JATAJDW: It wasn’t exactly conscious to begin and end with art. John started the story and he decided to draw something. We also found an end in a chapter that happened to be drawn. We were interested in the narrative possibilities of words and images working together, but not in the more organic mode of comics in which they occupy the same space. Once we finished the book, we were pleased at how complementary the two storytelling approaches are. There is certainly no impression of ‘illustration’ or ‘captioning’ in this novel. It does seem that despite our increased ability to interact with non-textual work, images still largely work as inessential elements of literature (as ‘added bonuses’ or as a marketing element). We’re glad that No One Told I Was Going to Disappear functions as story told in words and told in pictures.

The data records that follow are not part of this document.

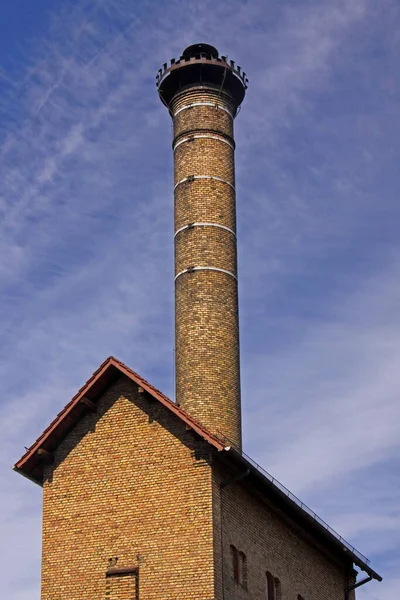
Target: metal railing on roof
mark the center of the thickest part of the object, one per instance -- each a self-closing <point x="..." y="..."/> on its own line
<point x="297" y="501"/>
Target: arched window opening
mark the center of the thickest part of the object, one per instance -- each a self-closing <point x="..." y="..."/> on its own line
<point x="235" y="563"/>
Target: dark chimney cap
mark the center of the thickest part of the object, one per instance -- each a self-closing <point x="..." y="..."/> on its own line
<point x="200" y="49"/>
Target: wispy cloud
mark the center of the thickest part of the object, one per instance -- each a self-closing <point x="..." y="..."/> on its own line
<point x="86" y="238"/>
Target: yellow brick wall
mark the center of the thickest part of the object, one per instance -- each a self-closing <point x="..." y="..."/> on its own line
<point x="206" y="301"/>
<point x="124" y="485"/>
<point x="270" y="544"/>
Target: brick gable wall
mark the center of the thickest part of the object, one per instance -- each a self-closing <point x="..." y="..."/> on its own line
<point x="125" y="483"/>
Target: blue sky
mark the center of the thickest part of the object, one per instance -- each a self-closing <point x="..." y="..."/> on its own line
<point x="86" y="240"/>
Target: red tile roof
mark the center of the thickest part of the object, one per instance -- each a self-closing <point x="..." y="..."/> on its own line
<point x="31" y="464"/>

JR: Many independent presses are known for taking a great deal of care in the production of their books. Jaded Ibis goes even a step further with their fine art and sound editions. In the fine art editions for this, the reader has to make a decision between destroying the artwork to get to the words, or destroying the words to get to the artwork. Doesn’t this in some way contradict the “normal” edition of the book, where the text and artwork mingle? Are the fine art and “normal” editions meant to stand alone, or should they be considered equal parts of the larger artwork?

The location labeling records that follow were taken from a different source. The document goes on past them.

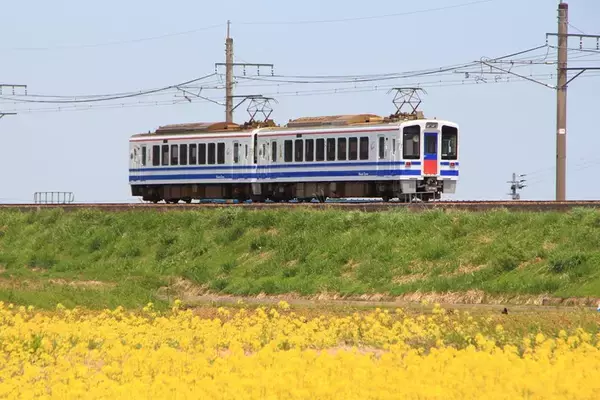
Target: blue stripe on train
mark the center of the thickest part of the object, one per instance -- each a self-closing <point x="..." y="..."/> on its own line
<point x="449" y="173"/>
<point x="447" y="163"/>
<point x="275" y="175"/>
<point x="275" y="166"/>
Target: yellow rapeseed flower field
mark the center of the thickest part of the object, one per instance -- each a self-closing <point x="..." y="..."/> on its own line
<point x="275" y="353"/>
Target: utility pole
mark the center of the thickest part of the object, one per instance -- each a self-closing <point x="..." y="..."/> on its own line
<point x="516" y="185"/>
<point x="562" y="83"/>
<point x="561" y="103"/>
<point x="229" y="66"/>
<point x="229" y="75"/>
<point x="561" y="94"/>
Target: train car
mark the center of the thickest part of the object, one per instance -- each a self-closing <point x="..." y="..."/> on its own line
<point x="341" y="156"/>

JATAJDW: Debra DiBlasi (our publisher) might be able to answer this question better than we can, at least in terms of her idea of doing these editions for all of our books. But, for us, we wanted an edition that basically indulged the obvious fault line that we had left in our work. Our collaborative method of composing a whole novel together, but sections independently, leaves the scars of our work showing. By not combining words and pictures in single sections, the separation, and hopefully tension, between these two methods of storytelling remains obvious. We wanted the fine art edition to irritate this threat that the words might overtake the pictures or the pictures might consume the words, and basically force our reader to do just that.

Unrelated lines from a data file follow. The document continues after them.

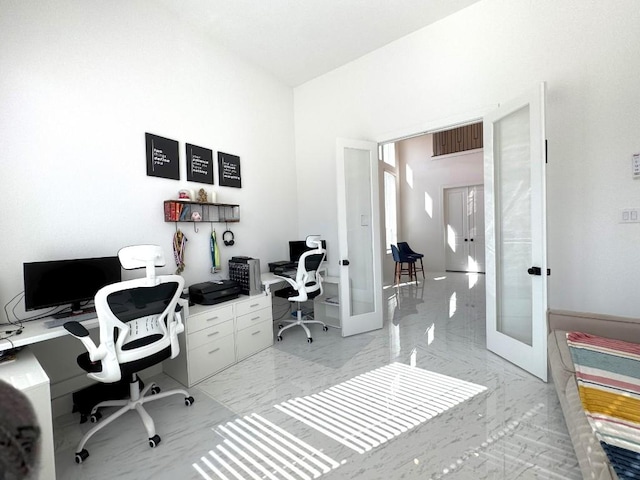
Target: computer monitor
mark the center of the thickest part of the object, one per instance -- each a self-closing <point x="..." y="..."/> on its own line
<point x="67" y="282"/>
<point x="298" y="247"/>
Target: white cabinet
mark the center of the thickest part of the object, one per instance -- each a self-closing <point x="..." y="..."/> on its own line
<point x="217" y="336"/>
<point x="326" y="307"/>
<point x="254" y="326"/>
<point x="27" y="375"/>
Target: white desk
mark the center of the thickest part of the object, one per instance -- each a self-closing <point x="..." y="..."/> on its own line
<point x="36" y="331"/>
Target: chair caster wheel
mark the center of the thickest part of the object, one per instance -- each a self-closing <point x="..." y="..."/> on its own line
<point x="81" y="456"/>
<point x="154" y="441"/>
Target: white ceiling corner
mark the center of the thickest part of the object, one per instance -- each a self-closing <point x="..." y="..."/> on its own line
<point x="298" y="40"/>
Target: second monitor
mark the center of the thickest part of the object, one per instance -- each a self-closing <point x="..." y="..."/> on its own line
<point x="298" y="247"/>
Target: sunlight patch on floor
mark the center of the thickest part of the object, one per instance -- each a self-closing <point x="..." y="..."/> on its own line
<point x="254" y="448"/>
<point x="377" y="406"/>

JR: The jacket copy describes the book as both “horror story and love story.” In my first read, it felt much the latter, perhaps because that’s the kind of story I was looking for at the moment. But in a second read, I found myself more drawn to what I guess one would call the “horror” aspects, the moments of separation. (Maybe it’s the same reason). The tension between the images and text, and the tension within the images and text themselves, seems to draw from this simultaneous coming-together and ripping-apart, emotionally. I’m curious if you find or found yourselves falling one way or another in your own emotions for the book. Does your own unified voice (as in these answers) come from equal-and-opposite forces, or parallels?
JATAJDW: Wow, Joe. I think the answer is “yes.” You described our exact experience. As we passed the story back and forth, the constant challenge was to invent (change) but by harnessing what had been given to us. The fact that this novel ended up being a story about the absolutely terrifying nature of love — the fear of loss, both of self and the person or thing that you can’t control — seems to be a likely result of the way we worked together.